New Nanoparticle To Act at the Heart of Cells for Extremely Powerful and Targeted Anti-Inflammatory Treatment

This electron micrograph documents the porous nature of the silica nanoparticles. These pores are large enough to allow entrance of a large number of NSA molecules. Here, they are protected until being taken up by the immune cells. At this point NSA is released and can stop the inflammatory processes.

A team from UNIGE and LMU developed a transport nanoparticle to make an anti-inflammatory drug much more effective and less toxic.

How can a drug be delivered exactly where it is needed, while limiting the risk of side effects? The use of nanoparticles to encapsulate a drug to protect it and the body until it reaches its point of action is being increasingly studied. However, this requires identifying the right nanoparticle for each drug according to a series of precise parameters. A team from the University of Geneva (UNIGE) and the Ludwig Maximilians Universität München (LMU) has succeeded in developing a fully biodegradable nanoparticle capable of delivering a new anti-inflammatory drug directly into macrophages – the cells where uncontrolled inflammatory reactions are triggered – ensuring its effectiveness. In addition, the scientists used an in vitro screening methodology, thus limiting the need for animal testing. These results, recently published in the Journal of Controlled Release, open the way to an extremely powerful and targeted anti-inflammatory treatment.

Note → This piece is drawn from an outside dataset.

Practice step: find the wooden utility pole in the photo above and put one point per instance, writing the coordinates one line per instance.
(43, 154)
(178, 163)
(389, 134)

Inflammation is an essential physiological response of the body to defend itself against pathogens such as bacteria. It can however become problematic when it turns into a chronic condition, such as in cancers, autoimmune diseases or certain viral infections. Many treatments already exist, but their action is often not very targeted, high doses are required and deleterious side effects are frequent. Macrophages, large immune cells whose natural function is to absorbs pathogens and trigger inflammation to destroy them, are often involved in inflammatory diseases. When overactivated, they trigger an excessive inflammatory response that turns against the body instead of protecting it.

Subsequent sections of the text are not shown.